I’m trying to find the name for a very particular faux pas. One that I’ve had far more experience with than I care to admit (I might have to switch perspectives from first to second just to distance myself from it).
This faux pas happens when you’re trying to impress new people with your sparkling whit. You decide to play stand up comedian and shine a spotlight on some unspoken truth, a universal thought that only you have the charisma to articulate. Then you realize you’re the only person in the room that this thought has ever occurred to.

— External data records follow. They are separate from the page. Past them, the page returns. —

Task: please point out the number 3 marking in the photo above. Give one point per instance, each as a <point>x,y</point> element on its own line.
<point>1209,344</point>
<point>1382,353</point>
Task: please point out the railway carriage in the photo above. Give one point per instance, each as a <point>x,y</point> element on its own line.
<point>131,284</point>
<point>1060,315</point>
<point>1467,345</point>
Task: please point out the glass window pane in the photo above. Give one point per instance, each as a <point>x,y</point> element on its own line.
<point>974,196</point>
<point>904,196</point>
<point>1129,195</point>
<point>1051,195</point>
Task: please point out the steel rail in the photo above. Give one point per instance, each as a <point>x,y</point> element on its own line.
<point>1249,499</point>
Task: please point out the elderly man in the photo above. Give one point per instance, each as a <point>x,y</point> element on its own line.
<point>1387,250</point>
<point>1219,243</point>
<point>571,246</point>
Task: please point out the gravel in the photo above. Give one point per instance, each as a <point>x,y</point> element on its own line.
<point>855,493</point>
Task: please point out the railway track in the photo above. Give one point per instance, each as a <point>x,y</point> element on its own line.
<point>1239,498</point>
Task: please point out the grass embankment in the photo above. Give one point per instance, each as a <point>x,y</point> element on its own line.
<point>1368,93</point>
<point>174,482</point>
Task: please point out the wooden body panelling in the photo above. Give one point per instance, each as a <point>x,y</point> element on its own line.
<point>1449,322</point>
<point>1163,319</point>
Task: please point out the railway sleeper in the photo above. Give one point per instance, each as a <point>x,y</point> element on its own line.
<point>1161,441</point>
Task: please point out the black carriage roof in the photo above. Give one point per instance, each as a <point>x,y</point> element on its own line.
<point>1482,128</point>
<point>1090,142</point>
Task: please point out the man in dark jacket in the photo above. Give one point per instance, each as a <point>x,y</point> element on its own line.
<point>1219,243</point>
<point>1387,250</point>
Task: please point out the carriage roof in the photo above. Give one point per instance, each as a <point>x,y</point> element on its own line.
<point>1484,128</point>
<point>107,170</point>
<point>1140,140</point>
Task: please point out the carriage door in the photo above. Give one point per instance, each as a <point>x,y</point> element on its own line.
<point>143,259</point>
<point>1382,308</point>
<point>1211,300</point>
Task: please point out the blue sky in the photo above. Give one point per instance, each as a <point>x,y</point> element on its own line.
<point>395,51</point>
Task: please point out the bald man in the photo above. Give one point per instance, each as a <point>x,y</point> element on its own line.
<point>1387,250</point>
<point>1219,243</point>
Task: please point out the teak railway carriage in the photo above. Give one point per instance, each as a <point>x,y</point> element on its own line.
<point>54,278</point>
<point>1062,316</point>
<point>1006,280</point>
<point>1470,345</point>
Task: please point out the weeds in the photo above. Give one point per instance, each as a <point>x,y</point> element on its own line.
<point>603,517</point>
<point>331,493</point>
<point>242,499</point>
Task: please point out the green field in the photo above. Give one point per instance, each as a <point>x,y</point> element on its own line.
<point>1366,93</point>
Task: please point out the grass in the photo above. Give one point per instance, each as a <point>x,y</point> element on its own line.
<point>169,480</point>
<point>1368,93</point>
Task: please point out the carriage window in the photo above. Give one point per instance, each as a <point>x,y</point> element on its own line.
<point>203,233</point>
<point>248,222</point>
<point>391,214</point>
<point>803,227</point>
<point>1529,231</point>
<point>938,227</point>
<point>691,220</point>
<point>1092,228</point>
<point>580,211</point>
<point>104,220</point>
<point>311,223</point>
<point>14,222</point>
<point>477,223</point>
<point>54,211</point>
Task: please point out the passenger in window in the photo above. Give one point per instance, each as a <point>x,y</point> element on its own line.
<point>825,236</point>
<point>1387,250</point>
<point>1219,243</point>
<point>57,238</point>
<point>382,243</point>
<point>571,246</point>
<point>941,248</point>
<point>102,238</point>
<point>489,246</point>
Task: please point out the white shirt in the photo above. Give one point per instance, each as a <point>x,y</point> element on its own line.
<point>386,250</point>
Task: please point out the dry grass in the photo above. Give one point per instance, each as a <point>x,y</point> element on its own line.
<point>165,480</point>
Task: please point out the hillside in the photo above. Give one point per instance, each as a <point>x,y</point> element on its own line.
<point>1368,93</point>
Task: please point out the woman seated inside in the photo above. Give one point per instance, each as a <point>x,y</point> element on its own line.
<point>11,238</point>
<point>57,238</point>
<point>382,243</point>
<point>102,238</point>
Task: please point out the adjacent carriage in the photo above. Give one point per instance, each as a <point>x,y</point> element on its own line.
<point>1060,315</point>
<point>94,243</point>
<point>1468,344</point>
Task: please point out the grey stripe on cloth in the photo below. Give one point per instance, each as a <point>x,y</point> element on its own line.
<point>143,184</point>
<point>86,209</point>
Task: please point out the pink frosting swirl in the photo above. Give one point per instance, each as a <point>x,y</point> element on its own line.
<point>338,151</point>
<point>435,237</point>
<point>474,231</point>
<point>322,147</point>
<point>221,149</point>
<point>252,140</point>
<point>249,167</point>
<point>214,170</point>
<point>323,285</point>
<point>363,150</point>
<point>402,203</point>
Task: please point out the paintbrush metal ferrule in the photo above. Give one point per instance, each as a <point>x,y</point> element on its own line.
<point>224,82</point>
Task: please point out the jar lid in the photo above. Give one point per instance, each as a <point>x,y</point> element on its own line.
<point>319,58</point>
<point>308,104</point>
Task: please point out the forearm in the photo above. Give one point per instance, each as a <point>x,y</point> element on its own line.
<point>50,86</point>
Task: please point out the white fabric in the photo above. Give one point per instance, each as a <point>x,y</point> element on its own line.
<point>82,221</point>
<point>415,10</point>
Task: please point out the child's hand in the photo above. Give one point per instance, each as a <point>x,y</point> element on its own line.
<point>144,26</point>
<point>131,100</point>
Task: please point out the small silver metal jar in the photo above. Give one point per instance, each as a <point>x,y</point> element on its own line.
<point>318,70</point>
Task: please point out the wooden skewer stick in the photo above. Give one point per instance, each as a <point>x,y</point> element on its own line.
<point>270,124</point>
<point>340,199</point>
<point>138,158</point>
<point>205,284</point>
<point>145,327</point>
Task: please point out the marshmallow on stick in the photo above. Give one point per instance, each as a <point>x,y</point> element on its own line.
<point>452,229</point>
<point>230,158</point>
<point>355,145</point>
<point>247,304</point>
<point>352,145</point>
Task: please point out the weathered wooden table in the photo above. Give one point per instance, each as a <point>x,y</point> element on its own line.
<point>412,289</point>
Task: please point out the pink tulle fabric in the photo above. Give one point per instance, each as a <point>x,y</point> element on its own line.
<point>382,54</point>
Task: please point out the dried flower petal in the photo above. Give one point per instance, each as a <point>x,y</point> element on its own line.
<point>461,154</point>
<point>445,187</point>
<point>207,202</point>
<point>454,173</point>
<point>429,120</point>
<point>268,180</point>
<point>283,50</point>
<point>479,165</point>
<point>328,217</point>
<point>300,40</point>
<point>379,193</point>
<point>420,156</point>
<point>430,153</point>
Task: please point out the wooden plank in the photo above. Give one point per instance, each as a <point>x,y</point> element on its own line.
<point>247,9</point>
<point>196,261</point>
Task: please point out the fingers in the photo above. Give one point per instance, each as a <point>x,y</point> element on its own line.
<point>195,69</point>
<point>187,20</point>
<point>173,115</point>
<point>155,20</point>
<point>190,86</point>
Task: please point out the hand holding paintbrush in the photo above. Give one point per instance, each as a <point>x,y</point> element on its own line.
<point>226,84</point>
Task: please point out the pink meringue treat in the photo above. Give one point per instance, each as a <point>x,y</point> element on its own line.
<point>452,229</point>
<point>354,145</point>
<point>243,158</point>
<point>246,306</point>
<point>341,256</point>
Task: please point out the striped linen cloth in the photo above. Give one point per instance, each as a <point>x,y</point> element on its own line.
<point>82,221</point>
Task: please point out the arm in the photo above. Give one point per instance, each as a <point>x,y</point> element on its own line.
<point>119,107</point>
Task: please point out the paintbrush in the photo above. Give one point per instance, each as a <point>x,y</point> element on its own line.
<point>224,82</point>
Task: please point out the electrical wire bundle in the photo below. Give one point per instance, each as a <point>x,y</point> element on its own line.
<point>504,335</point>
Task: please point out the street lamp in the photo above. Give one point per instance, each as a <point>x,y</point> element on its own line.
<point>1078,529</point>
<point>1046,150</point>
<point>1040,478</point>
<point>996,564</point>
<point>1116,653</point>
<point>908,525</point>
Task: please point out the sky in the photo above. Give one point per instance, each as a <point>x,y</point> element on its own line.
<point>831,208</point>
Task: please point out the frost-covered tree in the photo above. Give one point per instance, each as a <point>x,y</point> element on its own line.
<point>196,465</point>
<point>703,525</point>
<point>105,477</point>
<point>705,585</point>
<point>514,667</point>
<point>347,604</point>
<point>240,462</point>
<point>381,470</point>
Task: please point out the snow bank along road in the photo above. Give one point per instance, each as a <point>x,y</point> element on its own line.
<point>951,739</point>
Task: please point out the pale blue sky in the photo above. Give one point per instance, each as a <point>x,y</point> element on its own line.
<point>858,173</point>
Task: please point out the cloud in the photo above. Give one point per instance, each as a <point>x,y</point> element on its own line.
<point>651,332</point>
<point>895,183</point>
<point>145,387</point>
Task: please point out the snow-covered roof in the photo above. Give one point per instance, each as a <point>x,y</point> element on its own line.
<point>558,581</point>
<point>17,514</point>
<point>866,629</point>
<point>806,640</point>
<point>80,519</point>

You’re the only one who’s ever wondered why the letter “W” has a word and another letter in it. No one seems to care that it trips up the entire alphabet with its poetic flair. They don’t mind that it’s the only letter with more than one syllable, let alone three. They shrug at the fact that it doesn’t make a “Double-U” noise when sounded out. You say it sounds like, “Wha.” That we ought to pronounce it, “Wha.” As in “Wha-wha-wah-dot-com,” or “George Wha Bush.” A few revelers nod into their drinks in the hopes that you’ll wrap it up. Your observation has grown into a rant, not an endearing one either. You say you don’t care that the French call it “Double V,” that it’s just as bad. You theorize that the pressure must have gotten to the dialectician charged with naming the alphabet at the eleventh hour. No one at the party is coming with you on that thought. In fact, they’ve scattered in an effort to meander out of the room without being seen.
The definition for this faux pas should also extend to when you think you’ve had a universal experience that no one else has had.
Turns out you’re the only one in the room who knows what the term “word salad” means. You’re the only one who’s found his tongue twisting, swapping nouns and verbs wholesale in the middle of a sentence. You’re the only one who has said, “I really squid juice what you’re inhaling with that magenta valentine.” When you meant to say, “I love what you’re doing with your hair today.”
You have to explain yourself, “Yes, word salad is real a thing. It happens to folks with dementia, and sometimes to people who’ve undergone periods of prolonged stress. It’s just like when you get a series of blinking fits.” Turns out no one in the room knows what a blinking fit is either. You explain that it’s a tick that forces one eye to blink uncontrollably under periods of extreme stress. You explain that you can feel it pulsing through the eye lid even when its shut.
None of them have heard of, let alone experienced, either of these phenomenons.
The room’s mocking looks have turned to sympathy. Over the course of the evening you learn that none of them have had a stutter. None of them have found their words wipe out into atonal washes in their mouthes. It’s just you that finds yourself rewinding your sentences to give them a fresh start from the beginning. The revelers are pretty sure you’ve got some kind of neurological disorder that causes you to do all of these things.
This faux pas needs a name. Something to call those moments when you realize just how weird you are, just how strange your routine is, just how bizarre your private peculiarities make you. The moment when you go fishing for a laugh and your audience leaves you out to tow your line in. They don’t quite roll their eyes. They just stare at you through tilted cheeks.
This faux pas seems to be the frequency that I resonate in. This is my domain. I’m the supreme emperor of it. I ought to be the one who gets to name it. Henceforth, I prepose we call this awkward situation a “Faux Wha,” as in “Wha–?” as in “What the hell?”
A “Faux Wha” is not a “Party Fowl,” where someone upsets the spirit of a gathering. A faux wha can occur between a group of people or just two. It doesn’t always happen in the pursuit of comedy. It occurs whenever you seek to share an experience only to realize you’re the only who has had it.
So here it is, my contribution to the world of words:
faux wha? [foh wah]
Noun, plural faux whas?
A declaration of assumed experience where there is none; a blunder of speech that isolates the teller from conversation rather than include them in it.
You’re welcome world.
“The definition for this faux pas should also extend to when you think you’ve had a universal experience that no one else has had.”
Welcome to my world of anorexia-related OCD, and (less inhibiting) sound/colour synaesthesia 😉 Trying to explain how, in the past, my abnormally low weight would control thought processes, down to the very nth of a step, a read word … it only ever draws glacial stares. It used to take me 40 minutes to get into bed at night, pacing back and forth, because I hadn’t “done it right.”
Thank fuck those days are over. Trying to explain a broken mind to the world, when it can’t be seen as a broken arm can, is humiliating.
All of those things mentioned; do they still cover your world?